Le SMIC devrait augmenter au 1er juin 2026 : ce qu’il faut savoir 

Selon les derniers chiffres provisoires de l’INSEE, publiés le 30 avril 2026, l’indice des prix à la consommation (IPC) des ménages du premier quintile a progressé de 2,5 % entre novembre 2025 et avril 2026.Les résultats provisoires de l’INSEE indiquent une hausse de 2,5 % de l’indice entre novembre 2025 et avril 2026. Si ce chiffre est confirmé le 13 mai 2026, le SMIC sera revalorisé de 2,5 % à compter du 1er juin 2026.

https://www.insee.fr/fr/statistiques/8985365

Retraite anticipée carrière longue : les nouvelles règles issues de la LFSS 2026 et du décret du 7 mai 2026

La loi de financement de la sécurité sociale (LFSS) pour 2026 a introduit des aménagements majeurs à la réforme des retraites, notamment concernant l’âge légal de départ et les conditions de la retraite anticipée pour carrière longue.
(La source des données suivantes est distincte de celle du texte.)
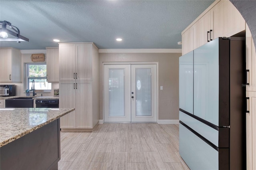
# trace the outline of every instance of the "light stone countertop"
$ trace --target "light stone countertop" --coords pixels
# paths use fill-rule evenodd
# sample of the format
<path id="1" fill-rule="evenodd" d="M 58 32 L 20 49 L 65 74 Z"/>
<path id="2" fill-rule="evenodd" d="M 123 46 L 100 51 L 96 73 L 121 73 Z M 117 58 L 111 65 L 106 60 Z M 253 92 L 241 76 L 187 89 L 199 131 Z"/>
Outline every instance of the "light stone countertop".
<path id="1" fill-rule="evenodd" d="M 32 99 L 58 99 L 58 96 L 8 96 L 6 97 L 0 97 L 0 99 L 15 99 L 18 97 L 32 97 Z"/>
<path id="2" fill-rule="evenodd" d="M 0 147 L 74 110 L 74 108 L 0 109 Z"/>

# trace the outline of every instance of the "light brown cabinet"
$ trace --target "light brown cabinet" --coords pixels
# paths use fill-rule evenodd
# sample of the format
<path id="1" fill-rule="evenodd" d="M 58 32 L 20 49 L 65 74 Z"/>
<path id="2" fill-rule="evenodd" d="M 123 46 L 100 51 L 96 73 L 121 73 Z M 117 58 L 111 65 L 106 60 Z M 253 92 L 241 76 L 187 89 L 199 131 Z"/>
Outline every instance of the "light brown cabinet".
<path id="1" fill-rule="evenodd" d="M 256 53 L 252 34 L 246 24 L 246 91 L 256 91 Z"/>
<path id="2" fill-rule="evenodd" d="M 194 24 L 194 49 L 212 40 L 212 11 L 208 11 Z"/>
<path id="3" fill-rule="evenodd" d="M 182 54 L 186 54 L 194 49 L 193 27 L 189 28 L 182 35 Z"/>
<path id="4" fill-rule="evenodd" d="M 84 43 L 60 44 L 60 81 L 92 80 L 92 45 Z"/>
<path id="5" fill-rule="evenodd" d="M 182 33 L 182 55 L 218 37 L 229 37 L 245 30 L 244 20 L 229 1 L 215 1 Z"/>
<path id="6" fill-rule="evenodd" d="M 99 121 L 98 49 L 89 43 L 60 43 L 59 49 L 60 107 L 75 108 L 61 118 L 60 127 L 92 130 Z"/>
<path id="7" fill-rule="evenodd" d="M 256 169 L 256 92 L 246 91 L 246 169 Z"/>
<path id="8" fill-rule="evenodd" d="M 5 100 L 0 99 L 0 108 L 4 108 L 5 107 L 5 105 L 4 105 L 4 101 L 5 101 Z"/>
<path id="9" fill-rule="evenodd" d="M 212 9 L 213 38 L 229 37 L 245 30 L 245 21 L 229 0 L 221 0 Z"/>
<path id="10" fill-rule="evenodd" d="M 19 49 L 0 49 L 0 82 L 21 82 L 21 53 Z"/>
<path id="11" fill-rule="evenodd" d="M 59 82 L 59 48 L 46 47 L 46 71 L 47 81 Z"/>

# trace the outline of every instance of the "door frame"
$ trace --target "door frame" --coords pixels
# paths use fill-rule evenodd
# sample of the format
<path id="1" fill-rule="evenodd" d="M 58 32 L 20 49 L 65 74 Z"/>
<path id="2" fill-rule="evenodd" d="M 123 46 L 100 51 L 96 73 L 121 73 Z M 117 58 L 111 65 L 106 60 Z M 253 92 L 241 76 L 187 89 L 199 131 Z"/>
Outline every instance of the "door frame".
<path id="1" fill-rule="evenodd" d="M 156 121 L 158 122 L 158 113 L 159 113 L 159 107 L 158 105 L 159 103 L 159 85 L 158 85 L 158 62 L 103 62 L 102 63 L 102 123 L 104 122 L 104 65 L 110 65 L 110 64 L 156 64 Z M 134 123 L 138 123 L 138 122 L 134 122 Z M 146 122 L 144 122 L 146 123 Z"/>

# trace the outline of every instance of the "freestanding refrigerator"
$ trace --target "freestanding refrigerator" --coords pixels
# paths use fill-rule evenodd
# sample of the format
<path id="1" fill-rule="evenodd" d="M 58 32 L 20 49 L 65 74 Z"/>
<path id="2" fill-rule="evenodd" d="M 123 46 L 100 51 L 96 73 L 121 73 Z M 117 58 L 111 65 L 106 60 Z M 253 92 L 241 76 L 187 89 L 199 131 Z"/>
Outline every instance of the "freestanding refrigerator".
<path id="1" fill-rule="evenodd" d="M 180 154 L 191 170 L 246 168 L 244 38 L 180 57 Z"/>

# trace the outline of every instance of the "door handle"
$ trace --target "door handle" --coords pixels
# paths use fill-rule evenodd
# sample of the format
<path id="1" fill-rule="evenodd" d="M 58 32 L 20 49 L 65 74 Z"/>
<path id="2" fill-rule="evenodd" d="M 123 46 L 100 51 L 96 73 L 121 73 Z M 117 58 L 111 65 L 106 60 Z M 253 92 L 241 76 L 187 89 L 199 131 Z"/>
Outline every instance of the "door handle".
<path id="1" fill-rule="evenodd" d="M 249 97 L 246 97 L 246 113 L 249 113 Z"/>
<path id="2" fill-rule="evenodd" d="M 246 70 L 246 85 L 249 85 L 249 83 L 250 82 L 250 81 L 248 82 L 248 80 L 249 80 L 249 77 L 250 77 L 249 76 L 250 75 L 250 70 Z"/>
<path id="3" fill-rule="evenodd" d="M 210 40 L 212 41 L 212 30 L 210 30 Z"/>
<path id="4" fill-rule="evenodd" d="M 210 40 L 209 40 L 209 34 L 210 34 L 210 32 L 207 32 L 207 42 L 210 42 Z"/>

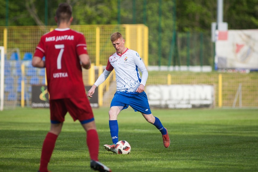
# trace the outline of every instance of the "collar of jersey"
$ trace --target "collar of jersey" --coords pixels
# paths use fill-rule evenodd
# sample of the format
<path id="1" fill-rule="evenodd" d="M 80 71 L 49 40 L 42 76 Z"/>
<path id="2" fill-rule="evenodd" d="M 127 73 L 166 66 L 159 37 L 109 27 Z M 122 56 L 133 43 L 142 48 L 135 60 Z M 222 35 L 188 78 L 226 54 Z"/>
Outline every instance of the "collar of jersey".
<path id="1" fill-rule="evenodd" d="M 70 28 L 65 28 L 65 29 L 59 29 L 59 28 L 56 28 L 55 29 L 55 30 L 58 31 L 68 31 L 68 30 L 70 30 Z"/>
<path id="2" fill-rule="evenodd" d="M 121 57 L 121 56 L 122 56 L 122 55 L 123 55 L 124 54 L 124 53 L 125 53 L 125 52 L 126 52 L 126 51 L 127 51 L 127 50 L 128 50 L 128 48 L 126 48 L 126 50 L 125 50 L 125 51 L 124 51 L 124 52 L 123 53 L 122 53 L 122 54 L 121 54 L 121 55 L 119 55 L 119 54 L 117 53 L 117 55 L 118 55 L 119 56 L 120 56 Z"/>

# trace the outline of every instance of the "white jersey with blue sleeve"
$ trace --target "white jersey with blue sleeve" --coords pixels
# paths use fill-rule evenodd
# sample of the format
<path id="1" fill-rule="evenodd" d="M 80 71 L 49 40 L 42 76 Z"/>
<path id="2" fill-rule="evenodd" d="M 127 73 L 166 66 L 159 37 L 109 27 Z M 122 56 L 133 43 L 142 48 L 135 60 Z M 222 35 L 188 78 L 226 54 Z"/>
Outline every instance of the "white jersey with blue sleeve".
<path id="1" fill-rule="evenodd" d="M 139 54 L 127 48 L 121 55 L 116 52 L 109 57 L 106 70 L 114 69 L 117 81 L 117 91 L 134 93 L 141 84 L 144 86 L 148 71 Z M 140 75 L 142 74 L 142 79 Z"/>

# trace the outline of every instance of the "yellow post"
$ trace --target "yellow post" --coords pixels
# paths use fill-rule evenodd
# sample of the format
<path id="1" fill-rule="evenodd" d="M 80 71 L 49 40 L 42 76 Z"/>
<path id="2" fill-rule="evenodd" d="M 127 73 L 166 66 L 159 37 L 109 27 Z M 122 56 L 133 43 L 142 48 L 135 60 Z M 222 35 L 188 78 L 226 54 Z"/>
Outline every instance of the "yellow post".
<path id="1" fill-rule="evenodd" d="M 100 33 L 99 27 L 96 28 L 96 66 L 99 65 L 99 52 L 100 50 Z"/>
<path id="2" fill-rule="evenodd" d="M 99 65 L 98 66 L 98 76 L 99 77 L 99 76 L 100 76 L 100 75 L 103 73 L 103 68 L 102 65 Z"/>
<path id="3" fill-rule="evenodd" d="M 128 48 L 131 48 L 131 40 L 130 39 L 130 26 L 127 25 L 125 25 L 125 46 Z"/>
<path id="4" fill-rule="evenodd" d="M 167 84 L 171 84 L 171 74 L 167 74 Z"/>
<path id="5" fill-rule="evenodd" d="M 144 27 L 144 39 L 143 60 L 145 65 L 147 67 L 149 65 L 149 28 L 147 26 Z"/>
<path id="6" fill-rule="evenodd" d="M 137 34 L 136 34 L 137 42 L 136 51 L 139 54 L 140 56 L 142 57 L 143 56 L 142 54 L 142 29 L 141 26 L 138 25 L 137 26 L 136 29 L 137 31 Z"/>
<path id="7" fill-rule="evenodd" d="M 22 81 L 21 82 L 21 107 L 24 107 L 24 74 L 25 68 L 24 64 L 22 64 L 21 66 L 22 70 Z"/>
<path id="8" fill-rule="evenodd" d="M 4 47 L 5 47 L 5 52 L 7 52 L 7 29 L 4 29 Z"/>
<path id="9" fill-rule="evenodd" d="M 47 80 L 47 71 L 46 71 L 46 68 L 45 68 L 45 84 L 48 85 L 48 80 Z"/>
<path id="10" fill-rule="evenodd" d="M 218 104 L 219 107 L 221 108 L 222 105 L 222 75 L 221 74 L 219 74 L 218 85 Z"/>
<path id="11" fill-rule="evenodd" d="M 105 82 L 98 86 L 98 105 L 100 107 L 103 105 L 103 90 L 104 88 L 104 84 Z"/>
<path id="12" fill-rule="evenodd" d="M 95 69 L 94 63 L 91 63 L 91 67 L 89 69 L 89 85 L 92 85 L 95 81 Z"/>

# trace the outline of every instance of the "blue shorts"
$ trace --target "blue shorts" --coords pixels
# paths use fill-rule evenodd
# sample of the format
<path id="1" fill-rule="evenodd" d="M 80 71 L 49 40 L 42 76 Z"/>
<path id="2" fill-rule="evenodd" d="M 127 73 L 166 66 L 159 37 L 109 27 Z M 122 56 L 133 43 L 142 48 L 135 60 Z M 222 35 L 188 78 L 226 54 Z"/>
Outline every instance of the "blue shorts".
<path id="1" fill-rule="evenodd" d="M 110 107 L 122 106 L 124 107 L 123 110 L 127 109 L 129 105 L 135 112 L 147 114 L 151 114 L 147 95 L 144 91 L 133 94 L 117 91 L 111 101 Z"/>

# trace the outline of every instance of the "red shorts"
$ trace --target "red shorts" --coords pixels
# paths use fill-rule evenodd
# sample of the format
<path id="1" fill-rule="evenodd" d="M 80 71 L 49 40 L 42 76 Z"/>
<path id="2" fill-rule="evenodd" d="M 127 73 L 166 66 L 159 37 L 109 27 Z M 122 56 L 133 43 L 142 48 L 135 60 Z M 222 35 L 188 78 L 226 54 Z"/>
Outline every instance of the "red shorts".
<path id="1" fill-rule="evenodd" d="M 78 120 L 82 124 L 94 120 L 90 102 L 87 98 L 51 100 L 49 104 L 52 124 L 63 122 L 67 112 L 74 121 Z"/>

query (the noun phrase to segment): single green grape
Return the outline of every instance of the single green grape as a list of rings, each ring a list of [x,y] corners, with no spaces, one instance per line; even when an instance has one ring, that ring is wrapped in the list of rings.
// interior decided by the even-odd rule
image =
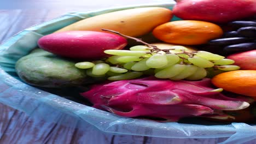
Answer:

Un décret publié au Journal officiel le 8 mai 2026 précise désormais les modalités d’application pour les assurés ayant commencé à travailler avant 20 ans. 
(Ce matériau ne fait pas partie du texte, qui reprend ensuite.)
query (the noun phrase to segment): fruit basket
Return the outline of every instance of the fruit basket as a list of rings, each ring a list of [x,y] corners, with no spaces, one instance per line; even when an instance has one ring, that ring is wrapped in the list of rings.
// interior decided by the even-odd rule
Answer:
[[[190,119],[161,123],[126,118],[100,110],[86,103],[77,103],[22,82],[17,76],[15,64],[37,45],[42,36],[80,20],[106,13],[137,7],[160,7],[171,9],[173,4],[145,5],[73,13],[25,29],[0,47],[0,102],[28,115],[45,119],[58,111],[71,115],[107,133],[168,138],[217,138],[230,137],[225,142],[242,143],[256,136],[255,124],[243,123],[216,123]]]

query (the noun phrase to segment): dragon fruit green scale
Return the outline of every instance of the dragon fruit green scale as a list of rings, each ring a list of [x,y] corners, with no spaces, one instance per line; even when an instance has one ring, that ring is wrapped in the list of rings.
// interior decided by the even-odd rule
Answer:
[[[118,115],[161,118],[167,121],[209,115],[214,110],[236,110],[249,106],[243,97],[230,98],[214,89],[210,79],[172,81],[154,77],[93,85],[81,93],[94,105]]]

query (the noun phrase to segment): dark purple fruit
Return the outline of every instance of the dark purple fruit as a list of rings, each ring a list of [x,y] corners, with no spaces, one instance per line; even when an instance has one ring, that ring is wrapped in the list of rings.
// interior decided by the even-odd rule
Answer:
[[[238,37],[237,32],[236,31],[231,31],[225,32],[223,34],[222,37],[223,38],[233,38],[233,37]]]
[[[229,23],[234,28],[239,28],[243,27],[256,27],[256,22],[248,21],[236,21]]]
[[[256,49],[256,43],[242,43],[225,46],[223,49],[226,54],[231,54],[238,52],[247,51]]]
La LFSS 2026 a repoussé de quelques mois l’âge légal de départ en retraite pour les générations 1964 à 1968, par rapport au calendrier initial prévu par la réforme « Macron » de 2023. 

Par exemple, les assurés nés en 1964 pourront partir à 62 ans et 9 mois (au lieu de 63 ans), tandis que ceux nés en 1968 devront attendre 63 ans et 9 mois (au lieu de 64 ans). Les générations 1969 et suivantes restent quant à elles soumises à un âge légal de 64 ans.

Ces nouvelles règles s’appliquent aux pensions prenant effet à partir du 1er septembre 2026. Les assurés concernés sont invités à vérifier leur situation individuelle auprès de leur caisse de retraite ou sur le site officiel.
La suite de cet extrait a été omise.